Whale’s eyes are a window into their evolution from land to sea according to U of T researchers

July 27, 2022 by Neil Macpherson - Cell & Systems Biology

Surprising details about the transition of early whales from living on shore to diving down to feast on deep-dwelling prey have been revealed by Sarah Dungan and Belinda Chang. Their pivotal result shows that early whales had visual systems adapted to deep diving, firmly linking this change in behaviour to swift evolutionary adaptation.

Chang is a professor in the Faculty of Arts & Science’s Departments of Ecology & Evolutionary Biology and Cell & Systems Biology. Dungan is a former member of Chang’s lab.

Deep diving by marine mammals is one of the great evolutionary transitions, along with powered flight and living on land, and reveals much about how quickly life can adapt in a changing world.

Belinda Chang and her students
Belinda Chang (back left) leads a lab that is devoted to understanding how animals see, and how their vision evolves to adapt to their environment.
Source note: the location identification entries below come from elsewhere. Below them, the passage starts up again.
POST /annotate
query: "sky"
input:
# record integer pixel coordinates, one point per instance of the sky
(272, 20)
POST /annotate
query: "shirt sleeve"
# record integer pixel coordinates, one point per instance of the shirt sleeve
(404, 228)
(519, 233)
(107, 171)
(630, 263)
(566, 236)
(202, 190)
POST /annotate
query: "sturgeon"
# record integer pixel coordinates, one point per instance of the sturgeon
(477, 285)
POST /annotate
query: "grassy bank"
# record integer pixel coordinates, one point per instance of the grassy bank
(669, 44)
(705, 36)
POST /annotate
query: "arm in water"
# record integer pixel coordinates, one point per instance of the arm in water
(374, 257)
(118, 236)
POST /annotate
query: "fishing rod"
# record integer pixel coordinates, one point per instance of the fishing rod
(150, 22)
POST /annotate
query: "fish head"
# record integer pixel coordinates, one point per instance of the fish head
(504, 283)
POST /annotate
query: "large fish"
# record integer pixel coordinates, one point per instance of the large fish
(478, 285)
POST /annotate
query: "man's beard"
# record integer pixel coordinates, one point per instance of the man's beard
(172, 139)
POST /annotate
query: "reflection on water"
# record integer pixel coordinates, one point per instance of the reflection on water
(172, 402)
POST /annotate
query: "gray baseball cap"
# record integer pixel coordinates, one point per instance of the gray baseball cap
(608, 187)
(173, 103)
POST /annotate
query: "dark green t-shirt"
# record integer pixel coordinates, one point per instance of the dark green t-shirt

Sarah Dungan (to Chang's left) researched whale vision as a former member of Chang’s lab.

Whales evolved from mammals that share a common ancestor with hippos and that were partially aquatic. The great mystery of their transition to deep sea foraging was how quickly this ability developed. Dungan and Chang looked at whale fossils on a molecular level and focused on the rhodopsin protein which absorbs light and sends a signal that travels through the retina to the brain.
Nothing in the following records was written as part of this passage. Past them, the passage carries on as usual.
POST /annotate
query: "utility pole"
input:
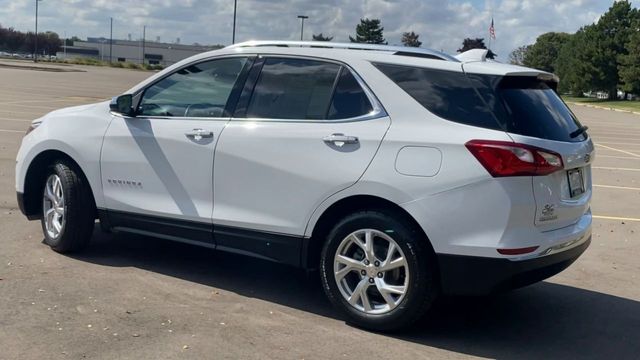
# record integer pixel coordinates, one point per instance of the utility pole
(235, 9)
(302, 17)
(144, 36)
(111, 41)
(35, 48)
“One of the most intriguing aspects of this iconic land-to-sea evolutionary transition is that the qualities of the visual environment completely changed,” says Chang. “This helped to define which genes would be the most interesting for us to target in our studies.”
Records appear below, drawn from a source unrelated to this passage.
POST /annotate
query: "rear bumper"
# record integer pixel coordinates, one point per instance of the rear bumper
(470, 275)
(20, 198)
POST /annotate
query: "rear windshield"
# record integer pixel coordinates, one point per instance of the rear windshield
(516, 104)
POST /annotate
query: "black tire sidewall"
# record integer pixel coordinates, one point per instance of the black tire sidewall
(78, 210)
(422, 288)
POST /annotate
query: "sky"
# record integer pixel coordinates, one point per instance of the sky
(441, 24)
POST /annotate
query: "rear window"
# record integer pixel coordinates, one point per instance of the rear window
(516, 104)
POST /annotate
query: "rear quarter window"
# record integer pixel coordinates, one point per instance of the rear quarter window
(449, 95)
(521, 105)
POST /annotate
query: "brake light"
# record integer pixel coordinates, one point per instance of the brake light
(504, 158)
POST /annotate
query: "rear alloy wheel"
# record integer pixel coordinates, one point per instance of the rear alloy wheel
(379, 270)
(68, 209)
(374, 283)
Dungan applied robust data science models to rhodopsin proteins from a variety of living whales and related mammals. This computerized analysis revealed a gene sequence representing the rhodopsin found in the common ancestor of all living whales. She expressed this gene in lab-grown cells to ‘resurrect’ the predicted protein and experiment on purified samples.

The fossil record is the gold standard for understanding evolutionary biology. But despite what Jurassic Park would have you believe, extracting DNA from fossil specimens is rare because the condition tends to be poor.

"The fossil record is the gold standard for understanding evolutionary biology,” says Dungan. “But despite what Jurassic Park would have you believe, extracting DNA from fossil specimens is rare because the condition tends to be poor. So, if you’re interested in how genes and DNA are evolving, you rely on mathematical modelling and a strong sample of genes from living organisms to complement what we understand from the fossil record."

Dungan and Chang were astonished by the biochemical properties of the resurrected protein compared to land mammals. Early whale rhodopsin was more sensitive to the blue light that penetrates deepest into the ocean, to a degree that exceeded expectations. Its biochemical properties also suggested that the retinas of early whales could respond rapidly to changes in light levels.

These results mean that the common ancestor of living whales was already a deep diver, able to see in the blue twilight zone of the ocean, with eyes that swiftly adjusted to dark conditions as the whale rushed down on a deep breath of surface air.

"In the evolution of whale diving, there's been a long-standing question of when deep-sea foraging evolved," says Chang. "And it seems that based on our data, this happened before toothed and baleen whales diverged. The common ancestor of all living cetaceans was deeper diving — and then later species evolved all the diverse foraging specializations we see in modern whales and dolphins today."

Early whales eventually evolved into the many kinds of toothed whales and baleen whales we see today. As separate species of whale evolved, they established ecological niches at various levels of the sea and even in freshwater rivers. Dungan and Chang’s work shows that there were further evolutionary adaptations as members of both groups either surfaced from the early deep levels to hunt closer to the surface or specialized to become even more extreme divers.

 It is amazing that now, we can have this level of insight into the lifestyle of a long-extinct organism, just from doing laboratory experiments on one protein. Ancestral protein resurrection is an incredibly powerful way for us to interrogate how ancient organisms evolved that most people don't know about.

This work is published in the journal Proceedings of the National Academy of Sciences as “Ancient whale rhodopsin reconstructs dim-light vision over a major evolutionary transition: Implications for ancestral diving behavior.”

"I’ve always been fascinated by whales. The idea that there was a land mammal like me that eventually evolved to live underwater blew my mind as a kid, even though I really didn't understand exactly what that meant at the time,” says Dungan. “It is amazing that now, we can have this level of insight into the lifestyle of a long-extinct organism, just from doing laboratory experiments on one protein. Ancestral protein resurrection is an incredibly powerful way for us to interrogate how ancient organisms evolved that most people don't know about.”

Dungan and Chang now plan to resurrect the ancestral whale proteins that transmit the rhodopsin light signal from the retina to the brain to provide insights into the neurological adaptations associated with deep diving. They will probe ancient evolutionary adaptations associated with new behaviours and hope to gain greater insight into how animals may adapt to our changing world.